Recipe 5 Extracting a Retweet’s Origins

5.1 Problem

You want to extract the originating source from a retweet.

5.2 Solution

If the tweet’s retweet_count field is greater than 0, extract name out of the tweet’s user field; also parse the text of the tweet with a regular expression.

5.3 Discussion

Twitter is pretty darn good about weaponizingutilizing the data on its platform. There aren’t many cases nowadays when you need to parse RT or via in hand-crafted retweets, but it’s good to have the tools in your aresenal when needed. We can pick out all the retweets from #rstats (warning: it’s a retweet-heavy hashtag) and who they refer to using the retweet_count but also looking for a special regular expression (regex) and extracting data that way.

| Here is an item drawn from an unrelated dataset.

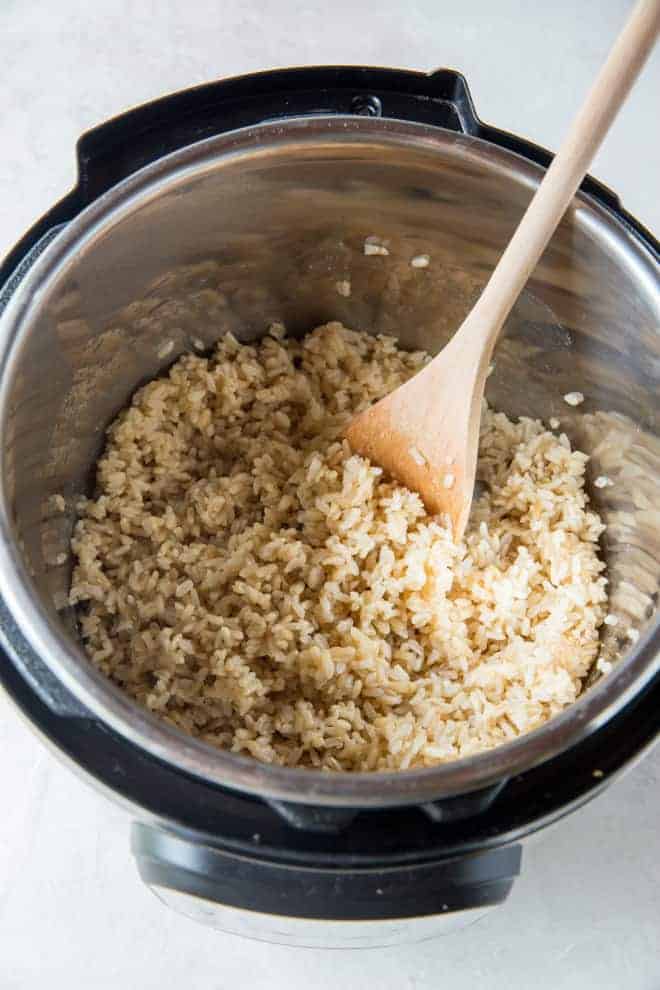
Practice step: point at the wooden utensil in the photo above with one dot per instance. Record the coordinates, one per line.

First, the modern, API-centric way:

library(rtweet)
library(tidyverse)
rstats <- search_tweets("#rstats", n=500)
glimpse(rstats)
## Observations: 500
## Variables: 42
## $ status_id              <chr> "948262548570177536", "9482624955583692...
## $ created_at             <dttm> 2018-01-02 18:39:44, 2018-01-02 18:39:...
## $ user_id                <chr> "22462234", "22462234", "3367336625", "...
## $ screen_name            <chr> "bffo", "bffo", "HeathrTurnr", "_RCharl...
## $ text                   <chr> "RT @sellorm: Introducing the Field Gui...
## $ source                 <chr> "Twitter for iPhone", "Twitter for iPho...
## $ reply_to_status_id     <chr> NA, NA, NA, NA, NA, NA, NA, NA, NA, NA,...
## $ reply_to_user_id       <chr> NA, NA, NA, NA, NA, NA, NA, NA, NA, NA,...
## $ reply_to_screen_name   <chr> NA, NA, NA, NA, NA, NA, NA, NA, NA, NA,...
## $ is_quote               <lgl> FALSE, FALSE, FALSE, FALSE, FALSE, FALS...
## $ is_retweet             <lgl> TRUE, TRUE, TRUE, TRUE, FALSE, TRUE, TR...
## $ favorite_count         <int> 0, 0, 0, 0, 3, 0, 0, 0, 0, 0, 0, 0, 1, ...
## $ retweet_count          <int> 112, 25, 2, 1, 1, 25, 8, 0, 112, 4, 112...
## $ hashtags               <list> ["rstats", "rstats", "rstats", <"rstat...
## $ symbols                <list> [NA, NA, NA, NA, NA, NA, NA, NA, NA, N...
## $ urls_url               <list> ["blog.sellorm.com/2018/01/01/fie\u202...
## $ urls_t.co              <list> ["https://t.co/Hfrs1fi74u", NA, NA, NA...
## $ urls_expanded_url      <list> ["http://blog.sellorm.com/2018/01/01/f...
## $ media_url              <list> [NA, NA, NA, NA, "http://pbs.twimg.com...
## $ media_t.co             <list> [NA, NA, NA, NA, "https://t.co/HpqJm7L...
## $ media_expanded_url     <list> [NA, NA, NA, NA, "https://twitter.com/...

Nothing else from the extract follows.